Opportunity knocked while Hauser was reading a popular science book, The Quark and the Jaguar: Adventures in the Simple and the Complex, by Murray Gell-Mann, who received the Nobel Prize in 1969 for his work on elementary particles and served as co-chair of the science board at the Santa Fe Institute.
"I discovered he had a real soft spot for biodiversity," says Hauser, who grew excited when reading Gell-Mann's idea for conserving the best eco-regions of the Earth.
Hauser realized that the Cold War remote-sensing systems could also be applied to conservation biology in rain forests. Equipment once used for overhead photographs of enemy territory could be used to map deforestation.
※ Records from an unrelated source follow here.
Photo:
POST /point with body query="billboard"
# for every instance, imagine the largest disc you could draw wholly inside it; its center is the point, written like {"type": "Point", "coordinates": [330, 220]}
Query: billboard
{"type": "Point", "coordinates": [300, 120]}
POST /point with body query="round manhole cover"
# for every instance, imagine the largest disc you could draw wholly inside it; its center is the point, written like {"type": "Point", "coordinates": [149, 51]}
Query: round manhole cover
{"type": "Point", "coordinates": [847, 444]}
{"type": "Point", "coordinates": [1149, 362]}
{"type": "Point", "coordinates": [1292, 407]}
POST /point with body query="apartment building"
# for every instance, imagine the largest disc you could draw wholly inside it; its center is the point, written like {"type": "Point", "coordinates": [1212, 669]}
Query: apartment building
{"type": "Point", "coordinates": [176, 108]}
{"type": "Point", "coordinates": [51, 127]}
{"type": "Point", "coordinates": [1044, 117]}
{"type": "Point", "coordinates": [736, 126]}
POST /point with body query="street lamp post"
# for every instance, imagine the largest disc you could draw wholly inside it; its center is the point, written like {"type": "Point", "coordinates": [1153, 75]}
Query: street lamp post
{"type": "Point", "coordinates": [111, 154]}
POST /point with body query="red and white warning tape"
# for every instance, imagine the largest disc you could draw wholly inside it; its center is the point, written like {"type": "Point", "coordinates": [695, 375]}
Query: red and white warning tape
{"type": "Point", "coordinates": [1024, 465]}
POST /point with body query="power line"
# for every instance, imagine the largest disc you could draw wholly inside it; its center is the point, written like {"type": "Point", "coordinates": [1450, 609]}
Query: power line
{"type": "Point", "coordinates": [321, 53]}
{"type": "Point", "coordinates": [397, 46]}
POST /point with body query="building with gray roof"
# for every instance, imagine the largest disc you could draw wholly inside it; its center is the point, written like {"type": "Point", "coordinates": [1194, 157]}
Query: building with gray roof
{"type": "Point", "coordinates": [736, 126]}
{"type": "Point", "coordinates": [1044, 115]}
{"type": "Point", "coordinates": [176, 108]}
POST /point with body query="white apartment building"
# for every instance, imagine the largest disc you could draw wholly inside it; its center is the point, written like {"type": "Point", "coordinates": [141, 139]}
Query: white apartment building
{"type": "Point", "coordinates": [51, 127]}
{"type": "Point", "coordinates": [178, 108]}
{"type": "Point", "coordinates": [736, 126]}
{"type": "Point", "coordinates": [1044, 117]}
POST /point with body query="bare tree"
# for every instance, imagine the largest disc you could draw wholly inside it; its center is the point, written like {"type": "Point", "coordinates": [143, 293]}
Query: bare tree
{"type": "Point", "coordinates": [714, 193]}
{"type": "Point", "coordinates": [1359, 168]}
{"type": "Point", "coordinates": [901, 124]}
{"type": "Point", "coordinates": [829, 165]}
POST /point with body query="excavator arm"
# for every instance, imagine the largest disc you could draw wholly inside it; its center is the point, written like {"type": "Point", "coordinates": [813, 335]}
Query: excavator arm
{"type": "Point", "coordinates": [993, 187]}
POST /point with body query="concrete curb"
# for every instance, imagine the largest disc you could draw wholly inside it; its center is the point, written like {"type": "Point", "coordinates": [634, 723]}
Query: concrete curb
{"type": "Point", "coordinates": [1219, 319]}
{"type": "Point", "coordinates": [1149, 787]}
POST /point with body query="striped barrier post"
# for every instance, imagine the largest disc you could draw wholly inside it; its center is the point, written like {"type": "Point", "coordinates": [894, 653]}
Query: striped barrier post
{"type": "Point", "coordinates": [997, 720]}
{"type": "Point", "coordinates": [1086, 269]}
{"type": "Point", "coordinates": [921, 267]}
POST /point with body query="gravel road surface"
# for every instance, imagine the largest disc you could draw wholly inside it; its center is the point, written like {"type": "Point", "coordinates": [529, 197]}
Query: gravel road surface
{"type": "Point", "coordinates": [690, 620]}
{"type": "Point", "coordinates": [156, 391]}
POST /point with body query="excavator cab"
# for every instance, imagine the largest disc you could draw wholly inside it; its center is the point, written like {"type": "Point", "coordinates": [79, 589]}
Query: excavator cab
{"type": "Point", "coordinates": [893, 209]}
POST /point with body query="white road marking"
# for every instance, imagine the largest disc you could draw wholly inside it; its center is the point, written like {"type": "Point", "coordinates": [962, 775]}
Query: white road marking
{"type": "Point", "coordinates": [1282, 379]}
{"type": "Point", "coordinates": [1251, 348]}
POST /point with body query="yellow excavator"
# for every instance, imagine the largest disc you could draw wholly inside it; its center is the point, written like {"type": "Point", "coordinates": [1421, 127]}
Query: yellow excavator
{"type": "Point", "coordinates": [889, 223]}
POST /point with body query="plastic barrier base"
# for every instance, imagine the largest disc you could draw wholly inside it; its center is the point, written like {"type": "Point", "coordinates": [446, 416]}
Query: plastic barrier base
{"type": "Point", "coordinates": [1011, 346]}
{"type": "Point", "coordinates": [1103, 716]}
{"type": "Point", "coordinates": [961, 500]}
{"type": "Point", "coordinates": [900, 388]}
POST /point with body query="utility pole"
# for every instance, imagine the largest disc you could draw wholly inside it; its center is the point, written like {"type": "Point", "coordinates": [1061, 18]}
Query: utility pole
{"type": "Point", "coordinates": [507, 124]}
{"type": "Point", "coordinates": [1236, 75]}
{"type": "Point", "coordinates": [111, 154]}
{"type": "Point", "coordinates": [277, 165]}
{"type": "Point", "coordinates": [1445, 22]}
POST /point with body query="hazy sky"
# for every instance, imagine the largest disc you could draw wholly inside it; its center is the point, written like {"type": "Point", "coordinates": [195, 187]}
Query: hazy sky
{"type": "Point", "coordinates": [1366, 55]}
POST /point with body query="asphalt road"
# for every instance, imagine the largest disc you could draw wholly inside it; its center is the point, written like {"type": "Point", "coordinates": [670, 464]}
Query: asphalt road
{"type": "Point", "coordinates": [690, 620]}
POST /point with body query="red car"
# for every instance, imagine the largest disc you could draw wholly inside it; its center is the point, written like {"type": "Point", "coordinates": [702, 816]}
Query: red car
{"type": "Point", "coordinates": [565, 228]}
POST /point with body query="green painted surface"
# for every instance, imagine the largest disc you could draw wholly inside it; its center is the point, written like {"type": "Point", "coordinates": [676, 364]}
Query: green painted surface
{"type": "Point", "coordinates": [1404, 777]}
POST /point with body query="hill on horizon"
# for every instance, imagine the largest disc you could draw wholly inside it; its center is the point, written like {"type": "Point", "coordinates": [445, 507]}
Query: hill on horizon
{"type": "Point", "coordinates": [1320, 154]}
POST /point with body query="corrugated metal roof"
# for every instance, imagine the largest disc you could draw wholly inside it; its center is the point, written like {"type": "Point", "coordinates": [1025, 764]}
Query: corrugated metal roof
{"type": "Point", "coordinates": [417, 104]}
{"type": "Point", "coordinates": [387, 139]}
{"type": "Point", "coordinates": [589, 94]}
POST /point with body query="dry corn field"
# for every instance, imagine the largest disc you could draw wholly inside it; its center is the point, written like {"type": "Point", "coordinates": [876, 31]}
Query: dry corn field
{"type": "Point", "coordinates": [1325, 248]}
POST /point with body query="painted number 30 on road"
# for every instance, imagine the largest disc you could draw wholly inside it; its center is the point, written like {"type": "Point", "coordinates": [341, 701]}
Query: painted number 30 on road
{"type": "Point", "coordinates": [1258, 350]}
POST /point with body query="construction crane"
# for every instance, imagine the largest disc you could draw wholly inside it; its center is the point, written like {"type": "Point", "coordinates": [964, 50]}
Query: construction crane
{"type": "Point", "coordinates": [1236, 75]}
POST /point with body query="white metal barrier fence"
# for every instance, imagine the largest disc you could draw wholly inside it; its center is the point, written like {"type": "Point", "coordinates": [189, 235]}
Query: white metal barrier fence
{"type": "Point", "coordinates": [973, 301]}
When he shared his idea with Gell-Mann, a member of the President's Committee of Advisors on Science and Technology, the scientist worked Hauser into governmental circles, where he began to network for funding.
One thing led to another. Hauser gained a reputation as Sun's conservation biologist, so when the World Wildlife Fund (WWF) needed a powerful new computer for its world-mapping project, it called Hauser. He worked his Sun contacts for philanthropic donations, eventually delivering a $35,000 Sun computer to the organization.
This allowed the WWF to extend its global mapping project into a key area. "He very much helped create a major geographic information system presence in Russia for the World Wildlife Fund," says Francis Grant-Suttie, director of private-sector initiatives for the WWF. "For a lot of decision-makers--private sector players, major foundation funders, World Bank and high-level government officials--these maps speak a thousand words. They illustrate in very precise ways the rate of deforestation," Grant-Suttie says. "So Jan contributed specific help in the conservation of a very important area."
Last May, Hauser spread the green gospel at the Planetwork conference, where he promoted the new SERF project. "An ocean observatory! I mean, if we don't do something to halt the devastation of the ocean, it's going to be taken out rapidly."
For Hauser, making a difference is just a matter of simple mathematics. "I believe that an individual can make a difference," he says. "I wasn't sure when I started this work. But now I realize that if a lot of individuals worked just a little bit on a problem--if we all just spent 3 percent of our energy collectively to work on the problem--we'd probably achieve really spectacular results."
Now if he could just cadge a cool million for his rain forest biodiversity project, he'd really be set.